In August, the weekend events starting with Boom Days and extending to the two 100-mile races have become so popular that, at times, when standing in a crowd, you can look around and see no familiar faces. This is not a bad thing. All those strangers probably have money in their pockets that they’ll be spending right here in Leadville, keeping our economy going. But we admit to moments when we’ve said to ourselves, “Just who are these people?”

We’ll see a few tourists at the parade Saturday. They’re the ones who’ll ask, “Why are you having a St. Patrick’s Day Parade in September?”

Then they’ll ask, “Is it because it’s too snowy on March 17th here?”

And we’ll explain that it is definitely snowy here in March, but that never stops us from having a St. Patrick’s Day Parade on March 17, too. After all, it only takes five minutes to walk from Capitol Hill to the Silver Dollar Saloon.

When they still look puzzled, we can simply say, “It’s a Leadville thing.”

So have a great weekend, and enjoy being able to turn left on Harrison Avenue once again and the demise of the two-hour parking.

Marcia Martinek

Herald Editor

CUP approved for

Leadville Mill

by Ann E. Wibbenmeyer

Herald Staff Writer

September 22, 2011


The Lake County Commissioners gave final approval to a conditional use permit for the Union Milling Company to reopen the Leadville Mill off U.S. 24 southwest of Leadville.

The commissioners’ approval came with two additional conditions to the 11 presented by the planning and zoning commission.

The first added condition was for the milling company to schedule deliveries in such a way that, as of Sept. 1, 2012, there will be no deliveries between 11 p.m. and 6 a.m.

One condition passed by the planning commission allowed operations 24 hours per day, which was not originally allowed in the land development code.

The second added condition was that the milling company would work to mitigate the noise level if neighbors complain.

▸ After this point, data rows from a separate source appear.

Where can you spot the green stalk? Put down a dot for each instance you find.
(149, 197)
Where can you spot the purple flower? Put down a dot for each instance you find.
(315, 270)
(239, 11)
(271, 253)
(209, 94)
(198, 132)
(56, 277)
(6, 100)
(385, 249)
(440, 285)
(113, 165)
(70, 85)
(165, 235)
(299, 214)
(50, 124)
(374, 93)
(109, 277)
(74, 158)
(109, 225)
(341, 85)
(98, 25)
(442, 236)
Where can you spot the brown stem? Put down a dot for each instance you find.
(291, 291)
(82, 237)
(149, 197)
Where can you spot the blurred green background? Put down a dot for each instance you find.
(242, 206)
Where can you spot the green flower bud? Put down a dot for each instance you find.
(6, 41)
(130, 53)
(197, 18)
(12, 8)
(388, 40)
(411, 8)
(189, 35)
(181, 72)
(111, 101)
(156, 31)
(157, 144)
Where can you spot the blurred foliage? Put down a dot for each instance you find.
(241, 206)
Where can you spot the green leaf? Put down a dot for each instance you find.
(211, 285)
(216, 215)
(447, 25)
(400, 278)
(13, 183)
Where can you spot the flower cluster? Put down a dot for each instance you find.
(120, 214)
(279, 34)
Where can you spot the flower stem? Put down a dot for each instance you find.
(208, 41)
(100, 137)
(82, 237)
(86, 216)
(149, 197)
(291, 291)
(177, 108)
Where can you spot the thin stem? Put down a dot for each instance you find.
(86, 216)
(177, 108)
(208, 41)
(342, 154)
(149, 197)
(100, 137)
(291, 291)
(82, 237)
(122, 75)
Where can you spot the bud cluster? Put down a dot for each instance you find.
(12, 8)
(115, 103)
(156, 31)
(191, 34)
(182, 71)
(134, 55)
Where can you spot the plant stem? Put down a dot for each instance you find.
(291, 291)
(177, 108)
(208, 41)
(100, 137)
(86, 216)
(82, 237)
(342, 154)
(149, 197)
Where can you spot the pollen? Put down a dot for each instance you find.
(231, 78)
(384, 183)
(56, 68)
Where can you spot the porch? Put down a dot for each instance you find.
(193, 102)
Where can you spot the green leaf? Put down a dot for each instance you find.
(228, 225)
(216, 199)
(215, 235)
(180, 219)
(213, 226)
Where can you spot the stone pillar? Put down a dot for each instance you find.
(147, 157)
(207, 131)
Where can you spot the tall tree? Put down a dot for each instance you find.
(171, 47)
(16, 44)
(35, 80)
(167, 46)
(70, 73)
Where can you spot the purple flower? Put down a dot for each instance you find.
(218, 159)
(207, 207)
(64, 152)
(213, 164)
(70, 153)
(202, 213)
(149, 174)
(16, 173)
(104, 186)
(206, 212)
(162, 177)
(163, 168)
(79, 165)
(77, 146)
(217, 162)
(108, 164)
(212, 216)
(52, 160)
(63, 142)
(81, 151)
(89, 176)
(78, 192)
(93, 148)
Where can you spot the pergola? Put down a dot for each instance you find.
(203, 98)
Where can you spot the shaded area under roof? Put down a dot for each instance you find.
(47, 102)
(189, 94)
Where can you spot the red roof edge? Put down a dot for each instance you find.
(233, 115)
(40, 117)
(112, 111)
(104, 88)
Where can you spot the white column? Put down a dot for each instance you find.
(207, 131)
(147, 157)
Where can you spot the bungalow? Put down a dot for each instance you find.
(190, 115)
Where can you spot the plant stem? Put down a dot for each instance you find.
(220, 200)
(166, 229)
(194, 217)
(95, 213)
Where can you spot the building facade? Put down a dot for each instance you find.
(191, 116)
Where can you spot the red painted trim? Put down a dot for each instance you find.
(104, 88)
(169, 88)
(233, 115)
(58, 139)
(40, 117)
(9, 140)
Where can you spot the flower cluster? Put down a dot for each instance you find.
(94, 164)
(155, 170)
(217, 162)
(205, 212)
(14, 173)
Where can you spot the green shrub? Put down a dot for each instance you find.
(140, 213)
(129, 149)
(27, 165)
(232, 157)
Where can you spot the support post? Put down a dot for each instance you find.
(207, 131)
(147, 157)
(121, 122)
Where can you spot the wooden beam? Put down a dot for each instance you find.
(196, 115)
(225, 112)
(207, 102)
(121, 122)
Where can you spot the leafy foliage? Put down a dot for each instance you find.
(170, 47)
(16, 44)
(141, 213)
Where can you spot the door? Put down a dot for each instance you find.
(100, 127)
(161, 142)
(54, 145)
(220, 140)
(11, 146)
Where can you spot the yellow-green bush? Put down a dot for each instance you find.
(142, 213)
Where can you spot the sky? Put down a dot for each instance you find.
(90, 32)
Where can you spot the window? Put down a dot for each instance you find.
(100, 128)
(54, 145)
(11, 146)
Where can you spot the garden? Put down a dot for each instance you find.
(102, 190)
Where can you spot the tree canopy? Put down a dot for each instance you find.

Commission Chair Carl Schaefer was hesitant to accept this condition as he did not want to place extra burdens on the project that would inhibit the mill opening.

Commissioner Mike Bordogna, who suggested the condition, said that he did not think it unreasonable to respond to neighbors.

The applicant, Nick Michael, said that the plan was to meet the 70-decibel requirement at the mill wall, which is 90 feet from the property boundary.

Bordogna said that he was also in favor of the mill opening, but a previous board of commissioners placed residential and agriculture forestry zones next to the industrial mining zones.

The commissioners had to consider the enjoyment of use for all land users, he said.

Conditions made by the planning commission included brake mufflers on trucks contracted by the milling company, fencing that would not hinder the movement of wildlife and training for first responders on the property within 90 days of beginning operations.

The permit will have an annual review.

Playground closed at Community Park;

High lead levels cited

by Ann E. Wibbenmeyer

Herald Staff Writer


The playground at the Lake County Community Park, which opened in 2009, has been closed since Thursday due to high levels of lead in the soil, according to Commissioner Carl Schaefer.

The soils were those brought in to the site for landscaping from the Diamond Lake Reservoir area and from near C.R. 10, areas that were deemed safe, said Schaefer.

Despite word given that these were safe soils, the levels ranged from 1,000 parts per million (ppm) to 5,000 ppm of lead in the 20 sample areas, according to Judy Tyson, director of Lake County Public Health. This comprehensive test was done after an initial single test was high.

The safe level for children’s play areas is 400 ppm, according to Cornelia Patti, with the blood-lead public health program.

The exact source of the soil is still being investigated, she said, and more answers should be ready by a workgroup meeting with the U.S. Environmental Protection Agency and the Colorado Department of Public Health and Environment.

The contractor, Gobble Hays, did the original testing, said Schaefer, and this company also trained public health on the testing equipment now owned by the county.

“It’s heartbreaking,” said Schaefer.

The landscaping was done by a grassroots volunteer effort over the last two summers.

The area with playground equipment has wood chips and does not have elevated lead levels, said Schaefer. The equipment, however, is next to the contaminated soils. The field, parking lot and restroom areas are not contaminated or closed.

Tyson said that she hopes the removal of the soils will be simple, and that the playground will open again in two to three weeks.

The point, she said, is that the community is safe, especially the small children, even if people are frustrated with the closed playground.